Conduct applied research in AI, ML, and Modeling and Simulation for healthcare, with a focus on multimodal analytics, time-series analysis, and utilizing statistical methods for domain-specific impact.
Lead the development of novel AI methods applied to biomedical challenges, collaborating with scientists across ACH/CSED in data analytics and architecture research.
Author peer-reviewed papers, technical reports, and proposals, and represent ORNL through technical presentations at large public forums.
Develop, optimize, and transition algorithm prototypes into robust implementations based on project requirements.
Collaborate with CCSD researchers, internal teams, and external sponsors to understand and integrate requirements into algorithm and software development.
Interpret, report, and present research findings at national forums, and maintain a strong scientific publication profile.
Contribute to ORNL’s mission by promoting diversity, equity, inclusion, and accessibility, aligning with core values such as Impact, Integrity, Teamwork, Safety, and Service.

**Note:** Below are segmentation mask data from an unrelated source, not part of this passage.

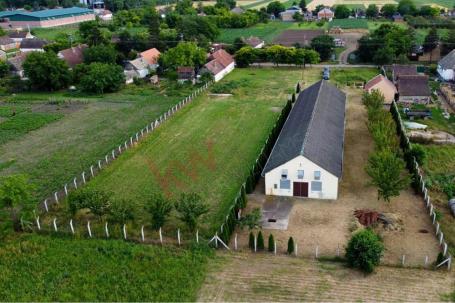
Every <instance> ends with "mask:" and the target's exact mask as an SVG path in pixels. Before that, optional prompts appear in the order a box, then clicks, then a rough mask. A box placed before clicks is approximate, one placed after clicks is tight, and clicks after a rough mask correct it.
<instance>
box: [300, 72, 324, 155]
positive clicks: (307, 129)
mask: <svg viewBox="0 0 455 303" xmlns="http://www.w3.org/2000/svg"><path fill="white" fill-rule="evenodd" d="M320 82H321V85H320V86H319V89H318V94H317V96H316V104H315V105H314V107H313V111H312V112H311V119H310V123H308V128H307V131H306V133H305V138H304V139H303V143H302V148H301V149H300V155H301V156H303V150H304V148H305V143H306V142H307V139H308V133H309V132H310V131H311V125H312V124H313V118H314V113H315V112H316V107H317V106H318V104H319V96H320V94H321V89H322V85H323V84H324V80H320Z"/></svg>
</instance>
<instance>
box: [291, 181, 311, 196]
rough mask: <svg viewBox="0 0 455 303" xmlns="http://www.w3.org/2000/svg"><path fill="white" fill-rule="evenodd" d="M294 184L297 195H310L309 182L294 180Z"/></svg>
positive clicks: (295, 193)
mask: <svg viewBox="0 0 455 303" xmlns="http://www.w3.org/2000/svg"><path fill="white" fill-rule="evenodd" d="M293 186H294V190H293V192H294V196H295V197H308V182H294V183H293Z"/></svg>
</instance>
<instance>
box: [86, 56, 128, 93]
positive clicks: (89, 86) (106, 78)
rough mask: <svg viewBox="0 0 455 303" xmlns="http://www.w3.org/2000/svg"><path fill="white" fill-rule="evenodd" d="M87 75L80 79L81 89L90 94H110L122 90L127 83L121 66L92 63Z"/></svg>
mask: <svg viewBox="0 0 455 303" xmlns="http://www.w3.org/2000/svg"><path fill="white" fill-rule="evenodd" d="M86 68H87V70H86V73H85V74H84V75H82V77H81V78H80V82H79V85H80V88H81V90H83V91H85V92H90V93H98V94H103V93H108V92H115V91H117V90H119V89H120V87H121V86H122V84H123V83H124V82H125V75H124V74H123V69H122V67H121V66H119V65H115V64H105V63H99V62H95V63H91V64H89V65H88V66H87V67H86Z"/></svg>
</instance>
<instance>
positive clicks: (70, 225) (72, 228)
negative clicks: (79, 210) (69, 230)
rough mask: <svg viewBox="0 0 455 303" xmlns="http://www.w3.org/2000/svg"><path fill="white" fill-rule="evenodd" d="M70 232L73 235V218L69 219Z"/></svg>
mask: <svg viewBox="0 0 455 303" xmlns="http://www.w3.org/2000/svg"><path fill="white" fill-rule="evenodd" d="M70 228H71V233H72V234H73V235H74V226H73V219H71V220H70Z"/></svg>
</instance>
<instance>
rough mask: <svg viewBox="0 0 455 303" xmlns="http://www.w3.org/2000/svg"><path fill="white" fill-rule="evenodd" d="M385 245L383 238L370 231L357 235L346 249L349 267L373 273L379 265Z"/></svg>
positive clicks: (350, 242)
mask: <svg viewBox="0 0 455 303" xmlns="http://www.w3.org/2000/svg"><path fill="white" fill-rule="evenodd" d="M383 251H384V245H383V243H382V240H381V238H380V237H379V236H378V235H376V234H375V233H374V232H373V231H372V230H370V229H364V230H361V231H359V232H357V233H355V234H354V235H353V236H352V237H351V239H350V240H349V243H348V246H347V247H346V259H347V262H348V265H349V266H351V267H355V268H359V269H361V270H363V271H364V272H367V273H371V272H373V270H374V267H375V266H377V265H379V262H380V260H381V256H382V253H383Z"/></svg>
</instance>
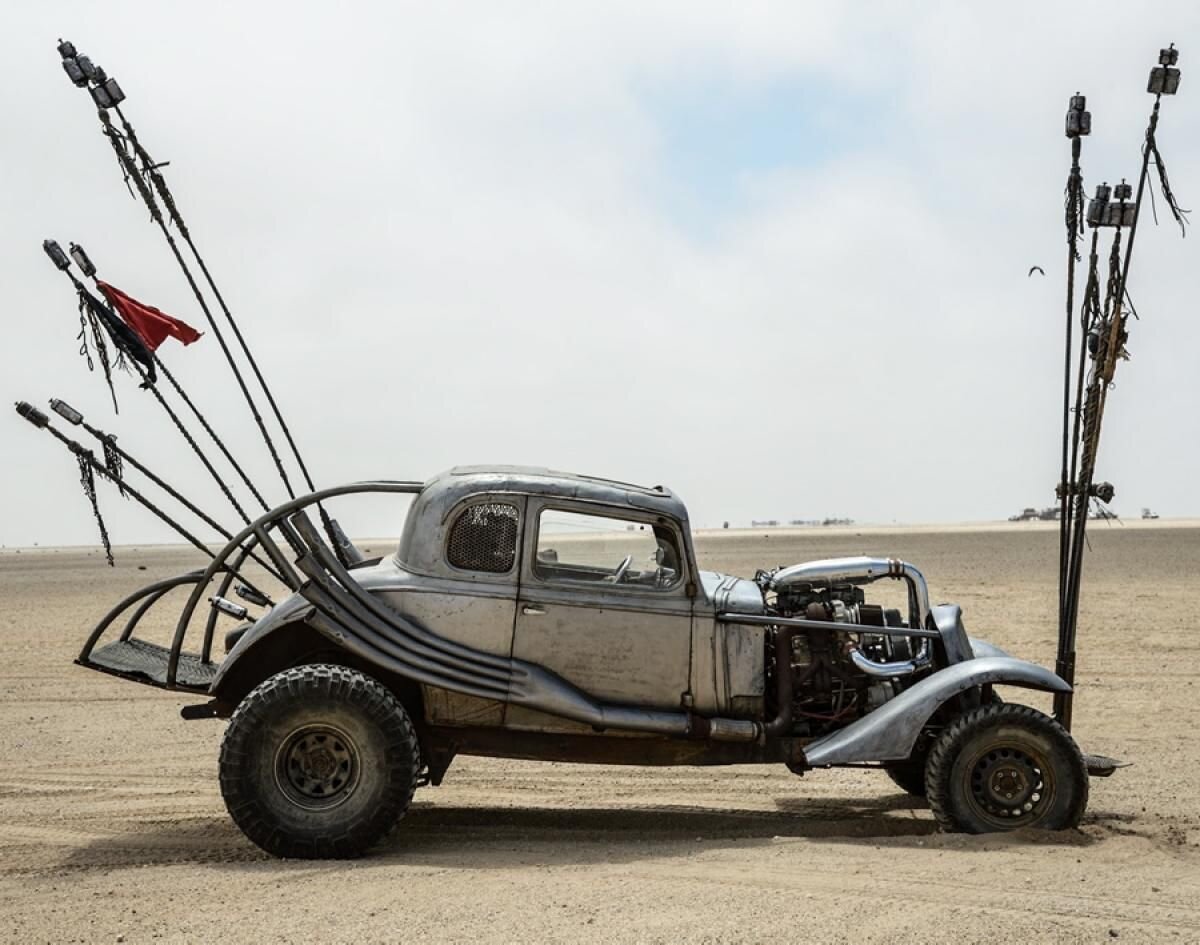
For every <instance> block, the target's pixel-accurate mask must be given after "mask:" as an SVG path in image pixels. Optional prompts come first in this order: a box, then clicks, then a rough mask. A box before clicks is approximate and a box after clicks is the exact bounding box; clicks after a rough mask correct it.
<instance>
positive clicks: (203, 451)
mask: <svg viewBox="0 0 1200 945" xmlns="http://www.w3.org/2000/svg"><path fill="white" fill-rule="evenodd" d="M42 247H43V248H44V249H46V254H47V255H48V257H49V258H50V260H52V261H53V263H54V265H55V266H56V267H58V269H59V270H60V271H62V272H64V273H65V275H66V277H67V278H68V279H71V284H72V285H74V289H76V291H77V293H80V294H83V295H89V293H88V287H86V285H84V284H83V283H82V282H79V279H78V278H77V277H76V275H74V273H73V272H72V271H71V269H70V263H68V261H67V258H66V254H65V253H64V252H62V249H61V247H60V246H59V245H58V243H56V242H54V240H47V241H46V242H43V243H42ZM114 318H116V317H115V315H114ZM151 357H154V355H151ZM130 360H131V365H132V367H133V369H134V371H136V372H137V374H138V377H140V378H142V386H143V387H145V389H146V390H148V391H150V393H151V395H152V396H154V398H155V399H156V401H157V402H158V405H160V407H161V408H162V409H163V411H164V413H166V414H167V416H168V417H170V422H172V423H173V425H174V426H175V429H178V431H179V434H180V435H181V437H182V438H184V440H185V443H187V445H188V446H190V447H191V450H192V452H193V453H196V456H197V458H198V459H199V461H200V463H202V464H203V465H204V468H205V469H206V470H208V473H209V475H210V476H211V477H212V481H214V482H216V483H217V486H218V487H220V488H221V492H222V493H223V494H224V496H226V499H228V500H229V504H230V505H232V506H233V507H234V511H235V512H236V513H238V516H239V517H240V518H241V520H242V523H244V524H250V517H248V516H247V514H246V510H245V508H242V507H241V502H239V501H238V498H236V496H235V495H234V494H233V492H232V490H230V489H229V486H228V483H227V482H226V481H224V480H223V478H222V477H221V474H220V473H218V471H217V470H216V468H215V467H214V465H212V461H210V459H209V457H208V456H205V453H204V451H203V450H202V449H200V446H199V444H198V443H197V441H196V439H194V438H193V437H192V434H191V432H190V431H188V429H187V427H186V426H185V425H184V421H182V420H180V419H179V414H176V413H175V410H174V408H173V407H172V405H170V404H169V403H168V402H167V398H166V397H163V396H162V391H160V390H158V386H157V385H156V384H154V381H152V380H151V378H150V375H149V373H148V372H146V371H145V368H143V367H142V365H140V363H139V362H138V361H136V360H133V359H130ZM152 363H155V365H158V363H161V362H160V361H157V359H155V360H154V362H152ZM175 389H176V391H179V392H180V395H181V396H182V389H181V387H179V386H178V385H175ZM188 403H190V401H188ZM197 413H198V411H197Z"/></svg>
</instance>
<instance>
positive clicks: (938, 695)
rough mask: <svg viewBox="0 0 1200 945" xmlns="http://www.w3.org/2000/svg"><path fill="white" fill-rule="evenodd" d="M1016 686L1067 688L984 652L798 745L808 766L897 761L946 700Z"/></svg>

Engage in cutting-edge research using ORNL’s Leadership Class Supercomputer in a dynamic, collaborative research environment.
Maintain membership in relevant professional, academic, and research organizations.
Requirements & Skills:
PhD in Computer Science, Mathematics, Computational Sciences, or a related engineering field.
A minimum of 5 years of experience in biomedical and health applications.
Proven expertise in working with big data, a strong publication record, and experience in building information systems that support the discovery of scientific insights for Multiscale Biomedical Systems.
Experience conducting fundamental and applied research on biomedical and healthcare data, with a focus on AI, ML, Modeling and Simulation, and High-Performance Computing.
Ability to devise and implement innovative solutions for nationally significant issues, with proven R&D execution to bring these solutions into practical use.
Proven experience collaborating with biomedical researchers, internal teams, and external sponsors to incorporate requirements into algorithms and software solutions.
Experience in big data, streaming data platforms, high-performance computing, and modeling and simulation.
Proficiency in machine learning/deep learning programming and applications in biomedical data, with a preferred background in natural language processing.
Hands-on experience working with electronic health record (EHR) data and strong publication records in areas such as healthcare data science, modeling and simulation, and high-performance computing
Proven research ability, demonstrated by a strong publication record, participation in professional associations, and the ability to produce significant research results.
Expertise in data integration technologies and core semantic technologies (RDF, OWL, SPARQL).
Strong written and oral communication skills.
Motivated self-starter with the ability to work independently, and collaboratively, and adapt to changing research needs in a fast-paced environment.
Proficiency in programming (e.g., Java, Python, C/C++) and flexibility in research assignments.
Demonstrated ability to collaborate effectively with scientists, engineers, and sponsors, and contribute to funding proposals.